The Ministry of Petroleum expects the natural gas deficit to become worse, hitting 2.4bn cubic feet per day during the 2017/2018 fiscal year, not including the needs of new power plants, which are estimated at 1.2bn cubic feet. This contradicts government statements that the crisis would end during this period, according to a Ministry of Petroleum memorandum obtained by Daily News Egypt that describes the government’s plan for natural gas production.
Egypt’s foreign partners have decelerated research and development in oil and gas after the economically ailing country failed to pay their fees, which amounted to $6bn at the end of April, according to the memorandum. As a result, the Ministry wrote, “Egypt will face a crisis in providing gas to all sectors in the coming period, with daily imports at approximately 500m cubic feet starting in 2015.” according to the document.
The deficit will deteriorate next year to 846m cubic feet of gas per day, compared to its current 746 million. While Egypt will produce an average of 5.03bn cubic feet of gas, consumption will increase to 6.4bn cubic feet, compared to only 5.9bn cubic feet in the fiscal year 2013/2014.

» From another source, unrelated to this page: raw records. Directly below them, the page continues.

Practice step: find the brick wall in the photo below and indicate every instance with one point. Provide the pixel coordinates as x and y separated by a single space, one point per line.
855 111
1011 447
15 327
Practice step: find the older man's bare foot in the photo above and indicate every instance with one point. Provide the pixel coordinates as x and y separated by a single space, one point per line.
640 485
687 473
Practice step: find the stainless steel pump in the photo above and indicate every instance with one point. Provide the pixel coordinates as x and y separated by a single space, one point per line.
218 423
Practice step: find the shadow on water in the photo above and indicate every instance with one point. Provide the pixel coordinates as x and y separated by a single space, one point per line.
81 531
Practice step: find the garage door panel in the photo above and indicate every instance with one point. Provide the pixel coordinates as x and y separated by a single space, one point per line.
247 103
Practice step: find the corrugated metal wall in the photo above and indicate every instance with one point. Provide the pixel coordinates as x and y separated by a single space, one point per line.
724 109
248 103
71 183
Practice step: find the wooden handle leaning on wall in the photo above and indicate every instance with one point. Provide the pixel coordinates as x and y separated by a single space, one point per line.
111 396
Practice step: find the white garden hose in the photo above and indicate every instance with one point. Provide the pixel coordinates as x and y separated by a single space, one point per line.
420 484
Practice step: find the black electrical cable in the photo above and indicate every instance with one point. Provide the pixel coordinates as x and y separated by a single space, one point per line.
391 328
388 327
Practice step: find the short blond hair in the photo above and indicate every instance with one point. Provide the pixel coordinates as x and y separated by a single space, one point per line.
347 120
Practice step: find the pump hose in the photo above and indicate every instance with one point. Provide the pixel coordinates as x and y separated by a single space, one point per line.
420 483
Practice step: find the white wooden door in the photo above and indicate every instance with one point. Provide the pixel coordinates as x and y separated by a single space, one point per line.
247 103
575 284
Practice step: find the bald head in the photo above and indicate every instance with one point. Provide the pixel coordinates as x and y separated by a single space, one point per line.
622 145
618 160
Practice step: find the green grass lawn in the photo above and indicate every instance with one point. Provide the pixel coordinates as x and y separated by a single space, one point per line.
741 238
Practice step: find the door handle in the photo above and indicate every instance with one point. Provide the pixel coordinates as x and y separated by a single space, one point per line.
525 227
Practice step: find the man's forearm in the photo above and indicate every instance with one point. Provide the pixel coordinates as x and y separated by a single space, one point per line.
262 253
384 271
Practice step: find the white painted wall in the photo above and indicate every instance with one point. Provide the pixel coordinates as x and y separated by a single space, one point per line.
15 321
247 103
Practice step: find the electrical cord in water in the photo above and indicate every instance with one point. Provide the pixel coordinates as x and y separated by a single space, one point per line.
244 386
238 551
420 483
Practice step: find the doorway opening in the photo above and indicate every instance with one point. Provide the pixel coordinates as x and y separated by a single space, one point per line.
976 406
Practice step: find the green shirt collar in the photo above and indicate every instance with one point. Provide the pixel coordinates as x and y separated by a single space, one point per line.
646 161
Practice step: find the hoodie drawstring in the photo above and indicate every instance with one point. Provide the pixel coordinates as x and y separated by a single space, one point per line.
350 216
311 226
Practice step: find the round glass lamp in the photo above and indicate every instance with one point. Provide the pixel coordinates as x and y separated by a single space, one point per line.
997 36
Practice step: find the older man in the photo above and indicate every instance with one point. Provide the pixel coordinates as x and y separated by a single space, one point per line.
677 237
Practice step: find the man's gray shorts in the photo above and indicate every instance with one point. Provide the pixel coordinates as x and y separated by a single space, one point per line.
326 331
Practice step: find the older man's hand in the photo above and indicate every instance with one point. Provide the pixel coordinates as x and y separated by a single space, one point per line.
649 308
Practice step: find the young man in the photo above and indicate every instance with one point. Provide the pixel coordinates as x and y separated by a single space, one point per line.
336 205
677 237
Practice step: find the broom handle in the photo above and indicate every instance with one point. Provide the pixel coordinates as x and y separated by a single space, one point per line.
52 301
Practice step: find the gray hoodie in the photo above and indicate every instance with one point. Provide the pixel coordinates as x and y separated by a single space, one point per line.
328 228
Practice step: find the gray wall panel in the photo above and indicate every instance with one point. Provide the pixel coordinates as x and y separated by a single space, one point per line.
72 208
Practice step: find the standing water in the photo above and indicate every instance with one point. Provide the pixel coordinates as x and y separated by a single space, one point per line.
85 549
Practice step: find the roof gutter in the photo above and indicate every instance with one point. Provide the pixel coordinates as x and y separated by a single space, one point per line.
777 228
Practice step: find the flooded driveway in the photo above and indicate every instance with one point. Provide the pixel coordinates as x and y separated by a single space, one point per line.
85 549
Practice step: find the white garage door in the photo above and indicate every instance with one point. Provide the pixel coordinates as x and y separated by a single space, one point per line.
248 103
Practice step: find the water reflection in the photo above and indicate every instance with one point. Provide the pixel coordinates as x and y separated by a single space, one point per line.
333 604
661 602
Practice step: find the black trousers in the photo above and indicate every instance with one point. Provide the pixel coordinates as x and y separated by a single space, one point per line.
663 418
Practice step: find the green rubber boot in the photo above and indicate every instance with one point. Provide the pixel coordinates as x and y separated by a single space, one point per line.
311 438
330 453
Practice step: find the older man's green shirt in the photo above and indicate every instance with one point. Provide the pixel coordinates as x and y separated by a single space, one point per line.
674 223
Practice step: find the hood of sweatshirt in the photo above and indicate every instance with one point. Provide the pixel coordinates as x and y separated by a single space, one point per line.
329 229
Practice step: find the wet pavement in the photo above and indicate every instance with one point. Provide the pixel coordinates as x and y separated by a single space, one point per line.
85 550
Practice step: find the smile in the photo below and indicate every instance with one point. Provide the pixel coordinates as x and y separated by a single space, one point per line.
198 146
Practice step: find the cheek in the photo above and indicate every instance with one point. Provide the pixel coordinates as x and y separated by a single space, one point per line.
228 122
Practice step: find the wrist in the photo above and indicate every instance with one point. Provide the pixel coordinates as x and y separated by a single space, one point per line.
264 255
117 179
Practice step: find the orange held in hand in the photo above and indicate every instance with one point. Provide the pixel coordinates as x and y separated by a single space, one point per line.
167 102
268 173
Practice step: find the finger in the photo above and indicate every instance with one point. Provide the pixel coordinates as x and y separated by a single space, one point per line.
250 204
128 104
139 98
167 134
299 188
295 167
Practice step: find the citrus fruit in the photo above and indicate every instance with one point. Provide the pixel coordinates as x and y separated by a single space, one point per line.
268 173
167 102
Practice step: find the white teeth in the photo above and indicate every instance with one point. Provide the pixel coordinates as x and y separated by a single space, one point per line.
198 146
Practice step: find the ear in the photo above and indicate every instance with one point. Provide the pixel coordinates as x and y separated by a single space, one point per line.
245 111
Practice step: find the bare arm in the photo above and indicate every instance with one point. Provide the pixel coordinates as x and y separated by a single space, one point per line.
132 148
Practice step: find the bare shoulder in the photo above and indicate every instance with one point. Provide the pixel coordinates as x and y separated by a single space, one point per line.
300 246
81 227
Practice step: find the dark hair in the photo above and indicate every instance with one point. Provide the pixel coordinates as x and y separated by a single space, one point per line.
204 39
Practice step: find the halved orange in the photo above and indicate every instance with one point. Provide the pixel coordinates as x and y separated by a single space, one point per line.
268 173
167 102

“Inevitably, production rates will continue to decline until 2018, to reach 4.8bn cubic feet of gas per day, and consumption rates will drop to 7.7bn cubic feet,” the document stated.
This comes despite an announcement from the Ministry of Petroleum about a new British Petroleum project north of Alexandria. The project would partially begin in 2016, and full production is expected in 2017 at 900m cubic feet per day, which would be a solution to the gas production problem in Egypt.
The Ministry of Petroleum brought this information to the prime minister in order to highlight the importance of developing gas production for Egypt’s future. Essentially, the government was forced to allow cement companies to use coal in order to cover a portion of the gas consumption, thereby reducing the deficitand mitigating the energy demands of power plants, according to an official, since power plants will need around 80% of Egyptian gas production through the 2017/2018 fiscal year.
The state budget would not be able to afford importing more than 500m cubic feet of gas per day, so the oil sector would bear the financial burden, given the inability of the Ministry of Finance to manage liquidity, according to the official.